Road funding impacts Poplar Bluff area quarry
By DONNA FARLEY
With a single blast Tuesday, workers shook 25,000 tons of rock out of the wall of a Poplar Bluff quarry.
The majority of the aggregate will be crushed and mixed into asphalt and concrete, destined for Missouri road projects, said Don Rosenbarger, vice president of operations for Delta Companies, which has operated the quarry for the last 16 years.
Delta, an employer of more than 40 people through facilities in Poplar Bluff and Dexter, is one local business directly impacted by funding shortages which are expected to hit the Missouri Department of Transportation hard in coming years.
The company took local and state officials on a tour this week of the Poplar Bluff quarry, concrete plant and asphalt plant, highlighting another aspect of what's at stake for a legislature that must decide how to pay for the upkeep of nearly 34,000 miles of state-maintained highways.

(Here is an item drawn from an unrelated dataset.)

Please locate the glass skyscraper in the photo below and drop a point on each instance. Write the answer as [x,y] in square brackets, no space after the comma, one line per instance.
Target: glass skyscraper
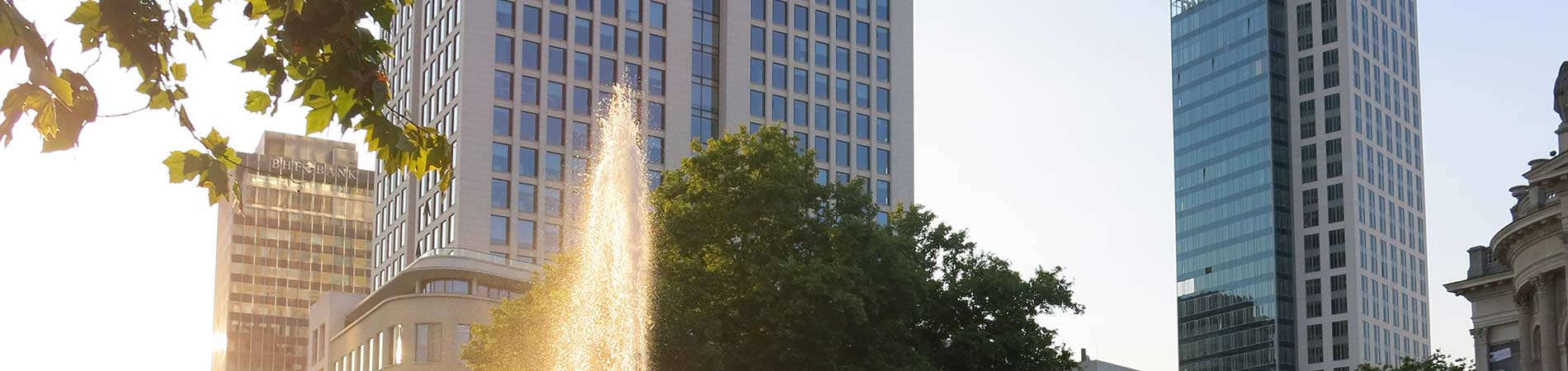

Transportation funding remains very much an open question, House Speaker Todd Richardson, R-Poplar Bluff, said at the conclusion of the tour.
Richardson expects to see a variety of solutions proposed during the next legislative session for both short and long-term fixes to the problem.
Solutions considered during the last session included proposals to increase the state gasoline tax. At 17 cents per gallon, Missouri has the fifth lowest gasoline tax in the country and has not seen an increase in almost 20 years, according to MoDOT.
Richardson said he prefers to find solutions that do not involve raising taxes.
Updated revenue calculations suggest the state will be able to match federal dollars in 2017 without legislative action this session, Richardson said.
The state wants to continue to draw down every federal dollar possible, he said.
Missouri Highways and Transportation Commission Chairman Stephen Miller announced last Friday MoDOT expects to receive enough revenue in 2017 to meet federal matching funds due to a 4.5 percent increase in state revenues from motor vehicle taxes, vehicle sales taxes and vehicle and driver licensing fees.
Earlier estimates had predicted the state would be $42 million short of meeting federal matching funds, which could have cost Missouri $167 million in federal transportation dollars.
Miller warned in his weekly column this is a one-time increase and offers no assurances for 2018.
"Simply scraping by and just barely meeting federal fund matching does not address Missouri's long range transportation needs," he said.
Missouri maintains the seventh largest highway system in the nation, with 63 cents of every dollar received by MoDOT generated by fuel taxes.
Proposals released by MoDOT to deal with funding shortages include focusing most maintenance work on the state's primary roads and bridges, or about 8,000 miles of the state-maintained system.
Westwood Boulevard, which is traveled by 20,000 cars per day, and Pine Street are examples of MoDOT-maintained roads outside the primary system.
Pothole repair is the type of work that can be expected on Westwood in the future, but not the smooth, black overlay done today, according to MoDOT staff.
A robust, comprehensive long-term transportation funding solution is needed not just for companies that operate in the transportation industry, but for everyone that uses Missouri's roads, according to Rosenbarger.
"It's not just about us. All of us use the roads and bridges," he said.
All of the goods used by Missouri's consumers, from food to clothing and other products, are transported across state highways, Rosenbarger said.
The majority of Delta's Missouri sales involve department of transportation projects, either through construction, under which Delta lays the asphalt or concrete, or manufacturing, when the company sells its products to another operator, Rosenbarger said.
Delta's Missouri operations have seen a 22 percent decrease in sales since 2012, with an identical drop in fulltime employees since 2010, Rosenbarger said.
Poplar Bluff operations did see increases in construction sales in the last two years, due in part to projects like the new Poplar Bluff Regional Medical Center and Eight Points retail development, according to Delta employees. Yet, local construction sales were still down by more than half between 2010 and 2014.
Delta's 1,200-acre quarry, Williamsville Quarry, located on Highway 67 at the Black River, produces more than 650,000 tons of rock a year, a number that declines as state road construction projects grind to a halt.
The asphalt operations produce 40,000 tons of blacktop a year, and another 35,000 yards of concrete are produced annually at the ready mix facility.
Also attending the tour were Butler County Commissioner Butch Anderson, Poplar Bluff City Manager Mark Massingham and Poplar Bluff Mayor Pro Tem David Johnson.